第零話 夜、空き地にて(2)

 そうこうしている内に美夜が自室から自分とおれの分の上着を持って降りて来る。薄手のパーカーだった。美夜はまるで夫の出勤を見送る甲斐甲斐しい主婦よろしく、おれが袖を通しやすいようにこちらに広げて構えたが、おれはそれを引ったくって自分で肩に通した。

 

「財布は?」


 スマホでもいーけど。

 訊ねると、自分のスマホを出して見せてきたので、もう完全に同行させるしかなくなってしまった。……いや、これもう美夜がメインでおれが同行者になってね? むしろおれ要らなくね?

 とはいえ、美夜のほうがもう二人で行く気満々だったので、仕方なく二人で家を出た。

 当然のように手を握ってきた姉に一瞬だけ辟易へきえきとしたものの、既になかなか遅い時間だ。ここは眠らない街、東京というわけでもない。この都会とも田舎ともつかない半端な発展具合の小さな町では、こんな時間になるとめっきり人が減る。明かりも減る。

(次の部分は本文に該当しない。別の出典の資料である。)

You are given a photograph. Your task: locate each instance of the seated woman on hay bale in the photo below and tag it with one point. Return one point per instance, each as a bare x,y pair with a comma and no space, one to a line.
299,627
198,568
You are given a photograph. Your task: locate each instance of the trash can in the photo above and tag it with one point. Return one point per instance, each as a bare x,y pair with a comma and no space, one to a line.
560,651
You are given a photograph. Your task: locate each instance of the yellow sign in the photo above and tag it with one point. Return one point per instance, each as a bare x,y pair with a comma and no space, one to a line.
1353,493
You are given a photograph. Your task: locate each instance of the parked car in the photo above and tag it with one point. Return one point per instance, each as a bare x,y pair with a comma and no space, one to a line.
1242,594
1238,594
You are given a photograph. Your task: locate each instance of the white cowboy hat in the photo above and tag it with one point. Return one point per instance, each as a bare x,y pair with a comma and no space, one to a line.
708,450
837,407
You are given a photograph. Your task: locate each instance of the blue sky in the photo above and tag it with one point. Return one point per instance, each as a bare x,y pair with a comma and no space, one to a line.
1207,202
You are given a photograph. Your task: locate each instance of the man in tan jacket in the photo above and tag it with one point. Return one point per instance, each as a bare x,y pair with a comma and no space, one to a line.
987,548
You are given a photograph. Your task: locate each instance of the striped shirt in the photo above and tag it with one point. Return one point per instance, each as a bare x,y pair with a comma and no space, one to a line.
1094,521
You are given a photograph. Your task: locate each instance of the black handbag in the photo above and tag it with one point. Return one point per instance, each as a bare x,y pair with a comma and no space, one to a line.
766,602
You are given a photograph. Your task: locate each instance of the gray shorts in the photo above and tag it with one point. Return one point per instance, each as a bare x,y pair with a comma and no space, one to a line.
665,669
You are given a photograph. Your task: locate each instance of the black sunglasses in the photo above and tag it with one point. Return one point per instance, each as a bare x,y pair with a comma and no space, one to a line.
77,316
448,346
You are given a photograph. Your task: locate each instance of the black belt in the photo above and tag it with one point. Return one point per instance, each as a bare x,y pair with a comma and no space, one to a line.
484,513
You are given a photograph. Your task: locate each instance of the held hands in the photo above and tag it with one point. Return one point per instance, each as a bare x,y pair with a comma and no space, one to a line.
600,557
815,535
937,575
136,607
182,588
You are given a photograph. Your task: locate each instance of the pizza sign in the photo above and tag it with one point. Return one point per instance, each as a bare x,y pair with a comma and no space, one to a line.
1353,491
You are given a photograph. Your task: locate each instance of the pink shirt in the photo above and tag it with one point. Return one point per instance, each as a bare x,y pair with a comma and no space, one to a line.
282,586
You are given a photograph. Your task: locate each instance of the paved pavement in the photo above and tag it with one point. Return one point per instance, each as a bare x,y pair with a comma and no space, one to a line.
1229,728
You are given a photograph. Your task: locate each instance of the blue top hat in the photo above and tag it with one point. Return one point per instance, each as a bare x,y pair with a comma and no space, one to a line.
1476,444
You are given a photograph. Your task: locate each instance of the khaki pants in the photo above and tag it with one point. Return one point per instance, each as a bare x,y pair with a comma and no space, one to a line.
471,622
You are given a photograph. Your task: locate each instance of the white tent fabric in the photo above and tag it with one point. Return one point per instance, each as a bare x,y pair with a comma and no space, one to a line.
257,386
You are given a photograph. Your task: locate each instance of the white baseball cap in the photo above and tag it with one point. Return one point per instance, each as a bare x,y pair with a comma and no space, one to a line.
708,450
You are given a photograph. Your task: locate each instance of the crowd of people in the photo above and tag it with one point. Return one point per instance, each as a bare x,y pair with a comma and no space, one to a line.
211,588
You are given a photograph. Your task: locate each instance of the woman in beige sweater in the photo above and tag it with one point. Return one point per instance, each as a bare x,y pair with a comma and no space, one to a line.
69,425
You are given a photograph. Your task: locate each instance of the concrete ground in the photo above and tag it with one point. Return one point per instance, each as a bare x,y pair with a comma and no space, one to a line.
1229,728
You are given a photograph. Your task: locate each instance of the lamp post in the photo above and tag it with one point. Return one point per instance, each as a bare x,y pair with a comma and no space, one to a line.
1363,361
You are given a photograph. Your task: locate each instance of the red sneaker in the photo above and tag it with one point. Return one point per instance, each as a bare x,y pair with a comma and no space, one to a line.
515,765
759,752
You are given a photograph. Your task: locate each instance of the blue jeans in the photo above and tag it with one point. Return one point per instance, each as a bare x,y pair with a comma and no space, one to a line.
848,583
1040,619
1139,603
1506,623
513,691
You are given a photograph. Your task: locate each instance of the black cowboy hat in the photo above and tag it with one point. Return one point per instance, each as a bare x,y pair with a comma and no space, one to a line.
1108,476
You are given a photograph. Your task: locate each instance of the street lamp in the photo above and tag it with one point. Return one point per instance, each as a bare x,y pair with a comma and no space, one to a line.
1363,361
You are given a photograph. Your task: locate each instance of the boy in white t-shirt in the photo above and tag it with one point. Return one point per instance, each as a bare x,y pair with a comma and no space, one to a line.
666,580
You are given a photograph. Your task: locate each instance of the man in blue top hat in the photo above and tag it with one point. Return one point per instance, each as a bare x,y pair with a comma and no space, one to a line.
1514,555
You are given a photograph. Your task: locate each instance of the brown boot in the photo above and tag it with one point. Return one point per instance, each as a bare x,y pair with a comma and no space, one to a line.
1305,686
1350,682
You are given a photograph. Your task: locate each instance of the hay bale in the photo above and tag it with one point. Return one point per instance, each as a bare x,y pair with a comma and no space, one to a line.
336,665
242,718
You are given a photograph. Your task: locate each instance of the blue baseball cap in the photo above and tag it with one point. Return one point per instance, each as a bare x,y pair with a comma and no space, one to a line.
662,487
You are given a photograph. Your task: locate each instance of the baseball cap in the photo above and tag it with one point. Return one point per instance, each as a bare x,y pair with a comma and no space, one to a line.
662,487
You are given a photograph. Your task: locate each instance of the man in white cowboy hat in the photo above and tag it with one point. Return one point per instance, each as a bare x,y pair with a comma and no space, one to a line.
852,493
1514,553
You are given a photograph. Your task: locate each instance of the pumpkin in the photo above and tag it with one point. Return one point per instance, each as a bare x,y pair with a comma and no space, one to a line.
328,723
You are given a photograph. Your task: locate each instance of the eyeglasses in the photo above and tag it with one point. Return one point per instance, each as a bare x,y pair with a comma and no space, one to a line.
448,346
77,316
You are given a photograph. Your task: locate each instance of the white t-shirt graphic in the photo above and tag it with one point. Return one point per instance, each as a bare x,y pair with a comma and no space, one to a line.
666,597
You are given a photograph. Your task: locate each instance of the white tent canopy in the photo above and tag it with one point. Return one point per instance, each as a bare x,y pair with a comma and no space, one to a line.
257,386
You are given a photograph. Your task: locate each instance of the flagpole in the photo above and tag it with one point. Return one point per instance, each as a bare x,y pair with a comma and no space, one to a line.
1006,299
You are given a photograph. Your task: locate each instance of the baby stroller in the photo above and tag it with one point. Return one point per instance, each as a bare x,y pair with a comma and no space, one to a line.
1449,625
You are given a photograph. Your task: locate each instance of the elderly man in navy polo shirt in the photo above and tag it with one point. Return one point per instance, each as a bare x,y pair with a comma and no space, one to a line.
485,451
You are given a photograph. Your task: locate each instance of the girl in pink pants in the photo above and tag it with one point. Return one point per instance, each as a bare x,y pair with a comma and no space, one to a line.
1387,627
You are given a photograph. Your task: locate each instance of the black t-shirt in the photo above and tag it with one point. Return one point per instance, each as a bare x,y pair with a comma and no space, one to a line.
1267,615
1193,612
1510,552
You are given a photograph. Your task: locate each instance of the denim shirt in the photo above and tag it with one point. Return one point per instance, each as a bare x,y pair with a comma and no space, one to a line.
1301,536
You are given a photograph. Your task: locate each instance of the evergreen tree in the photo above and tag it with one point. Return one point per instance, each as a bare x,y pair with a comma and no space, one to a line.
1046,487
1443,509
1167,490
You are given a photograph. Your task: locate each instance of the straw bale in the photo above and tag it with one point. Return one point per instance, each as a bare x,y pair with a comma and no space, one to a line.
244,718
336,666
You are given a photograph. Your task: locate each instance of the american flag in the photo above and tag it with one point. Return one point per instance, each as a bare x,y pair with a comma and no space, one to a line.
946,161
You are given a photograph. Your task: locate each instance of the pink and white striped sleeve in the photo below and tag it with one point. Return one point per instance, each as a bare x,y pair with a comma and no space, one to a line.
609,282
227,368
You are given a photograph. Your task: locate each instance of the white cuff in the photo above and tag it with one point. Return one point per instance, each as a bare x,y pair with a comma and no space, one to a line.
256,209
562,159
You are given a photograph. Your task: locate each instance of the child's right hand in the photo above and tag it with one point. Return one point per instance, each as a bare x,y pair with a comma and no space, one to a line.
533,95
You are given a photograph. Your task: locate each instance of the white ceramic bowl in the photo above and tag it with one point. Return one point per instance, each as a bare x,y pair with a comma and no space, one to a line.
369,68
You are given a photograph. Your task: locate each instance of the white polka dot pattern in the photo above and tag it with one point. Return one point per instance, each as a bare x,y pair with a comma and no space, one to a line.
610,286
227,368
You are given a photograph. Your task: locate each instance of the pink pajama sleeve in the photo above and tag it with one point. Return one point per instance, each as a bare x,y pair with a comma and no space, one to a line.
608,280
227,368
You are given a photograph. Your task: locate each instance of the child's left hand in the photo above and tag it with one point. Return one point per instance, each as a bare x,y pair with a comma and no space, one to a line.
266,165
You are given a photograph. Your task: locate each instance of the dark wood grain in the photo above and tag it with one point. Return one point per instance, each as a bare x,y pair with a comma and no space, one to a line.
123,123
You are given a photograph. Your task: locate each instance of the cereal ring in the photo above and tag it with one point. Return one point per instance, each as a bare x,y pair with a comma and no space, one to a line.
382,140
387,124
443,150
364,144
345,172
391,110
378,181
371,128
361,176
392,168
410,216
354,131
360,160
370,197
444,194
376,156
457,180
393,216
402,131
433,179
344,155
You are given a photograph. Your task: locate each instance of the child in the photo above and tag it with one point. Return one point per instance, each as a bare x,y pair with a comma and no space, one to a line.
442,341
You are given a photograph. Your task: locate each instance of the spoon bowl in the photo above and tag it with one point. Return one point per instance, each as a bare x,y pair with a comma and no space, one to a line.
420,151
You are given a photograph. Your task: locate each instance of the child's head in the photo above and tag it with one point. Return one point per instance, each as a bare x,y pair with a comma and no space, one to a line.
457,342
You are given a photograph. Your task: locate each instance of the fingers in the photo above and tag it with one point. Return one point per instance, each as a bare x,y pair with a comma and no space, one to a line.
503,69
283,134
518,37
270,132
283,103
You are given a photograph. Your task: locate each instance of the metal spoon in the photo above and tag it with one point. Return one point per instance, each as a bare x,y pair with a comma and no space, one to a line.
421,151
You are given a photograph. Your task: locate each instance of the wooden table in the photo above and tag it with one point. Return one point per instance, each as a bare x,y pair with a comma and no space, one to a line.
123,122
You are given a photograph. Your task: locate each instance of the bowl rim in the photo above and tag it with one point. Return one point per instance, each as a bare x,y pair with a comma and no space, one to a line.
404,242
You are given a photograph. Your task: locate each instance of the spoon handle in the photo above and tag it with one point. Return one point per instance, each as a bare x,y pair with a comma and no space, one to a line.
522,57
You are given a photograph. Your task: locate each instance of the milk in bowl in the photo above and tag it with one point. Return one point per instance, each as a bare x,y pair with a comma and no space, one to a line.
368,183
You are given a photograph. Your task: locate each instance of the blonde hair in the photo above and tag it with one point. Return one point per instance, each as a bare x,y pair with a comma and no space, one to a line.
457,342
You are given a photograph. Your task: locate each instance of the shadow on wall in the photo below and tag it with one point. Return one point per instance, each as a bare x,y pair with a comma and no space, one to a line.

 つまり、誰かに見られる心配など限りなく低いわけだ。

 なら別にいいかと、おれは無言でシェイクハンドを許可した。


 最寄りのコンビニに到着すると、真っ先に雑誌コーナーに足を向けて何か面白そうな雑誌は出ていないかと視線を滑らせる。が、特にめぼしいものはなさそうだったので、はて何を買いに来たんだったかと美夜に確認しようとしたら、既に牛乳ブツを持って会計をしているところだった。そうそう、牛乳、牛乳を買いに来たんだった。もちろん忘れてなかったよ? いやマジマジ。

 そうやって無事に崇高な使命を果たした帰路のことだった。


 道中にこじんまりとした空き地がある。

 バスケットゴールとサッカーゴールが一つだけ設えられていて、ボールが敷地外に出ないようにそれなりの高さのフェンスと申し訳程度の夜間照明があるだけの狭い空間なのだが、そんな中で一人、不十分な照明の下でバスケに興じている小柄な人影があった。コンビニに向かう途中には見られなかった光景なので、おれたちがここを通りすぎた後に始めたか、あるいはどこかの薄暗がりで休憩でもしていたか。

 おれは思わず足を止めて、そのプレーを何とはなしに鑑賞する。


 当然のように手を繋いでいた美夜も遅れて止まり、二人揃って空き地の中に視線を向けた。

 光源に乏しいせいでその姿の細部までが見えるわけじゃあなかったけど、髪が短くて背の低い、おれが好感の持てそうな中学生くらいの体格に見えた。おれたちのいる場所からでは照明の当たる角度が悪く、ほとんど逆光になっていて性別の判断はつかない。少年のようにも少女のようにも見えるシルエット。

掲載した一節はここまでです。